Hungary’s central bank cut its benchmark interest rate to a record low and signaled that further monetary easing is possible after the inflation rate fell below 1 percent.
The Magyar Nemzeti Bank reduced the two-week deposit rate to 3.2 percent from 3.4 percent, it said today. That matched the forecast of 21 of 22 economists in a Bloomberg survey. One predicted a cut to 3 percent. The outlook for inflation and economic growth allows further “cautious” rate cuts, the Monetary Council said in a statement.
Policy makers have lowered borrowing costs for 16 consecutive months to help the recovery from a recession last year. Price growth is slowing on the back of government-mandated cuts in utility costs, while the European Central Bank’s easing also gives emerging-market rate setters room to maneuver.
“The recent sharp fall in inflation, coupled with the surprise decision by the ECB to loosen monetary policy earlier this month, has raised the prospect of a modest loosening of monetary policy in 2014 as well,” William Jackson, a London-based economist at Capital Economics Ltd., said in an e-mail today.
The forint has weakened 2.1 percent against the euro in the past month, the fourth-worst performance among 24 emerging-market currencies tracked by Bloomberg behind the Czech koruna, the Indonesian rupiah and the Brazilian real. It traded 0.6 percent weaker at 298.60 per euro at 3:13 p.m. in Budapest. The yield on the benchmark 10-year government bond fell to 5.98 percent from 6 percent yesterday.
Forward-rate agreements used to wager on three-month interest rates in three months fell three basis points to 2.93 percent. That compares with the 3.34 percent Budapest interbank offered rate.
The monetary easing is a “serious upside risk” to a forint-rate forecast of 285 per euro at the end of next year by Concorde Securities, Janos Samu, an analyst at the Budapest-based brokerage, said by e-mail.

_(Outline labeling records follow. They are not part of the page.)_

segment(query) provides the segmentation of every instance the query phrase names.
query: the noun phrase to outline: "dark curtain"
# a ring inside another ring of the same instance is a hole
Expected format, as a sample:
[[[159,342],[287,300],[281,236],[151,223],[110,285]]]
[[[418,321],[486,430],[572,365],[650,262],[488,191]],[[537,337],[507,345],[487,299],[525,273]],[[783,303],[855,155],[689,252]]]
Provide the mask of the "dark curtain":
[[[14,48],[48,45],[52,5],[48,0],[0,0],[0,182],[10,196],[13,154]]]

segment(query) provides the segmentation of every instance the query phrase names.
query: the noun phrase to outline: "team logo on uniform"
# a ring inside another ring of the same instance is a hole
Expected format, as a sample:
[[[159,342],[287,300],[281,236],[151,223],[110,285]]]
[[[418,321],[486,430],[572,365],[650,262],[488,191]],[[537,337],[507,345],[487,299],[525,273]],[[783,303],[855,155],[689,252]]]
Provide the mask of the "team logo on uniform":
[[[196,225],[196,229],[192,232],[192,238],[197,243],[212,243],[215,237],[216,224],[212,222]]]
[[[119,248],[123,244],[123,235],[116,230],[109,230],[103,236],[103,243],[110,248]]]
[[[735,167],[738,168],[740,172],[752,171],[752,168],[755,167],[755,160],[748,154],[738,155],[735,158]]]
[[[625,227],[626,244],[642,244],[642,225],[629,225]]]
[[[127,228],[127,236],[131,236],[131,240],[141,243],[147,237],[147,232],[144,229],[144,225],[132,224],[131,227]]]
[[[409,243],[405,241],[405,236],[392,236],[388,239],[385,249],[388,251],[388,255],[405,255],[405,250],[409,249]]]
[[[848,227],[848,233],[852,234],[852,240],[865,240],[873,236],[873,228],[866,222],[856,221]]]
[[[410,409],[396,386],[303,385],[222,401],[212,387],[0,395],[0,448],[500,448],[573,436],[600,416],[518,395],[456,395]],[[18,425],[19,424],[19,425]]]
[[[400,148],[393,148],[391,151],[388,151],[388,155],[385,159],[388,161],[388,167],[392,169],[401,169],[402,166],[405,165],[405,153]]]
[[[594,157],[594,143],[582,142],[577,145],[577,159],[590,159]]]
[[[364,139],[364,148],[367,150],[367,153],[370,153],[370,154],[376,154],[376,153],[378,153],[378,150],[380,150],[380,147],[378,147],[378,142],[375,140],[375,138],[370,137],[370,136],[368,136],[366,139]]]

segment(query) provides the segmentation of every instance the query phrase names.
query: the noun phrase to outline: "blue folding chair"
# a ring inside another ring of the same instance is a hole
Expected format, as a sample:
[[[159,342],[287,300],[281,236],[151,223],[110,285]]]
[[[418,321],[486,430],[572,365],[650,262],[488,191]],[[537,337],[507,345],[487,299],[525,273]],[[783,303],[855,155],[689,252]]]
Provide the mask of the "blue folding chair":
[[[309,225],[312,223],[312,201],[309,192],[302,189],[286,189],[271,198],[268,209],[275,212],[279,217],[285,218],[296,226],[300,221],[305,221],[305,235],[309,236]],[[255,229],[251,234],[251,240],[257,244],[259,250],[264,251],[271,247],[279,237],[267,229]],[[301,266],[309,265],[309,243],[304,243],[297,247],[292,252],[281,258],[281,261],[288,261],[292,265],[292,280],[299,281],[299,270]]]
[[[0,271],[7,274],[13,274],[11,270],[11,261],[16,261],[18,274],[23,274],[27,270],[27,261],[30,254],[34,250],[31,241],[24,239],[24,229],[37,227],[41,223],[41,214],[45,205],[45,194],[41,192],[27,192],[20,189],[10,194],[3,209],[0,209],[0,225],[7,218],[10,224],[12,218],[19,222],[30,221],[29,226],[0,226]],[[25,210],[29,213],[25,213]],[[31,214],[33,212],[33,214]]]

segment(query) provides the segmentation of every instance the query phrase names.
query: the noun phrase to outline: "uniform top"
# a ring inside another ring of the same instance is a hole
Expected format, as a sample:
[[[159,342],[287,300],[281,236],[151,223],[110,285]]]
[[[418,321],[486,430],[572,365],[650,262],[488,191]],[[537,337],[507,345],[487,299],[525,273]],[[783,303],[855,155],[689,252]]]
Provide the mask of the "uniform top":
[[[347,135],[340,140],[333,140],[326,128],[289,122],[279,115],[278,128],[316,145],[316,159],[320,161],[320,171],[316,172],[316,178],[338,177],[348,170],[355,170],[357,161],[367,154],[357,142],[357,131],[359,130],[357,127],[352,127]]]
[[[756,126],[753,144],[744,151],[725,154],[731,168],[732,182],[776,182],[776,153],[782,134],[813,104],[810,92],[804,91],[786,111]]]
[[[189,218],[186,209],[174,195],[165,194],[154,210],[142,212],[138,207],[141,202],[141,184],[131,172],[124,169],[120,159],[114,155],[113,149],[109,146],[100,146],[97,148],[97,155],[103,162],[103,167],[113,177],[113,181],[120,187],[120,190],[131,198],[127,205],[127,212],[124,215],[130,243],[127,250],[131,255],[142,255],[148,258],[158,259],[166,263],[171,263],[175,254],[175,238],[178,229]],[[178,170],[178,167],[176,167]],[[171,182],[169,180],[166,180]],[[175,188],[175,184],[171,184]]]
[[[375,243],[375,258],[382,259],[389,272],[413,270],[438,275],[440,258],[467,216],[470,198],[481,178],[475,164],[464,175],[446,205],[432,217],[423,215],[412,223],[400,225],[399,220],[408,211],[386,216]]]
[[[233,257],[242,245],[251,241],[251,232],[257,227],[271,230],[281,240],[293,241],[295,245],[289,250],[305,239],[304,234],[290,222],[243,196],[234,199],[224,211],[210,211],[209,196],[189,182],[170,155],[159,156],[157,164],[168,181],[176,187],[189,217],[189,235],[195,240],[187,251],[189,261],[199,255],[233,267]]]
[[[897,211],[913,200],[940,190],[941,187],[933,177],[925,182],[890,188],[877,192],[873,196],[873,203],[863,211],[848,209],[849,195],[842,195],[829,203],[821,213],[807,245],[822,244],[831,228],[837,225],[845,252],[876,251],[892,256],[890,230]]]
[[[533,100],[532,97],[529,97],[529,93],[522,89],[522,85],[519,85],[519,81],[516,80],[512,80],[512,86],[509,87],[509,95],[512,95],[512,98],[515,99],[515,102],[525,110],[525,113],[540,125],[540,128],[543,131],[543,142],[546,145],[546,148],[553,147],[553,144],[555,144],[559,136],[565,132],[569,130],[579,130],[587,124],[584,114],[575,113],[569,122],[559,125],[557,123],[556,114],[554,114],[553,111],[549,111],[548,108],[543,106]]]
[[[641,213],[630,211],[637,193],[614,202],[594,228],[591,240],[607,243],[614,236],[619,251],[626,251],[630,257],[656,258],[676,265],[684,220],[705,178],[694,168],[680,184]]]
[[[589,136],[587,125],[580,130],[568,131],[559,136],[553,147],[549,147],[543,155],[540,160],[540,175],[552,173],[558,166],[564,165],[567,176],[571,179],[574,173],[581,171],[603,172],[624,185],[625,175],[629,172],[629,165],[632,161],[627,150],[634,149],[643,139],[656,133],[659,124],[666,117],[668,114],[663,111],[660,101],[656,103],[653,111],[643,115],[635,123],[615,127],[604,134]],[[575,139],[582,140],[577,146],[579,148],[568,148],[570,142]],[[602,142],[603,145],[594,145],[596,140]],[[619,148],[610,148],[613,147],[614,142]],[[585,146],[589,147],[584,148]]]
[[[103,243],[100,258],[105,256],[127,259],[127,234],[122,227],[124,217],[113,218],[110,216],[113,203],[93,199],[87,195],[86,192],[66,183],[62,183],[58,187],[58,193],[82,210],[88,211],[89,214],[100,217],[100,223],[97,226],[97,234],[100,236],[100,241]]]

“A bias of monetary policy towards tolerating financial-stability and inflation risks in favor of growth prospects reduces the likelihood that the MNB can respond in a timely and adequate manner to financial-market volatility,” Samu said today.
Eastern European central banks are diverging as their economies show varying degrees of health. Poland left borrowing costs at a record low for a third meeting this month to help spur a quicker recovery, while Romania cut its benchmark for a fourth month on Nov. 5 on slowing inflation. Russia’s central bank refrained from easing policy this month, leaving the one-week auction rate at 5.5 percent.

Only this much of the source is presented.